The workers assembled at the office gates around 10:30, after the office staff had entered the premises. They did not prevent anyone from moving in or out. They sought an audience with the General Manager. The security, after locking the gates, called the police, who came within a few minutes. The Sub inspector, began a long-winded negotiation with the workers and their union leaders, regarding the need to inform the police about such actions. The security officers maintained there was no one of authority at the office. The officer suggested he would get an audience for a few representatives later in the day but the rest would have to disperse immediately. This was not tenable for the workers. After a couple of hours of standoff, the Inspector arrived and threatened to arrest them, if they did not disperse. He claimed that Anna Salai was a high road and he cannot tolerate assembly of workers. The workers argued that they had not obstructed work at the office or caused any disturbance to the public and they had a right to stay. The police refused to entertain any discussion about the law. As the arguments became heated with the police shouting down the union leaders, the union leaders decided to disperse and return if the company refuses to discuss with them.

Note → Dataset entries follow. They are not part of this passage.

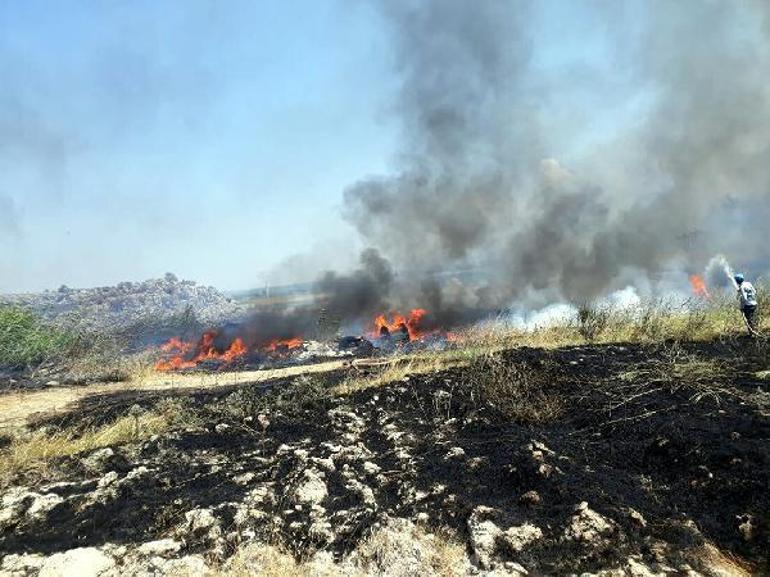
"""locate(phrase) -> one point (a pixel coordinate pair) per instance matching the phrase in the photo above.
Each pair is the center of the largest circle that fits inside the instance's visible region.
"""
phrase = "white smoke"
(717, 270)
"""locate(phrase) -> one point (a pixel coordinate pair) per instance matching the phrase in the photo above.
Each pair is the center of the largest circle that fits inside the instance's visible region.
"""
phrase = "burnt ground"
(669, 444)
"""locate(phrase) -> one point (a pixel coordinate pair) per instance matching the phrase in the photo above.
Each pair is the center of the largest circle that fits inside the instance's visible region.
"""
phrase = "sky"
(215, 140)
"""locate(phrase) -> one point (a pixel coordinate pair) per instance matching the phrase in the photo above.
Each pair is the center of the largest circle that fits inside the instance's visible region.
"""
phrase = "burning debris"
(699, 286)
(215, 350)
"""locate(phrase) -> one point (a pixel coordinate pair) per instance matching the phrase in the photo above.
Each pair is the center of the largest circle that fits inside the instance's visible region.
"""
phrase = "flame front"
(699, 287)
(179, 354)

The workers were visibly upset. They felt that the police had no role in the issue. They had not caused any public disturbance. No law was violated. The police had inserted themselves in the issue in the name of ‘Law and Order’ and acted in a predictably biased manner. The workers were also frustrated that the leadership decided to disperse instead of stand their ground. They had taken great efforts to come together, lose a day’s wage, travel to Chennai, some with family members. To return with neither a meeting nor assurance was depressing. But the leaders assured them of the impact of this action. They also said that they would reassemble if there was no positive change in the action of the company.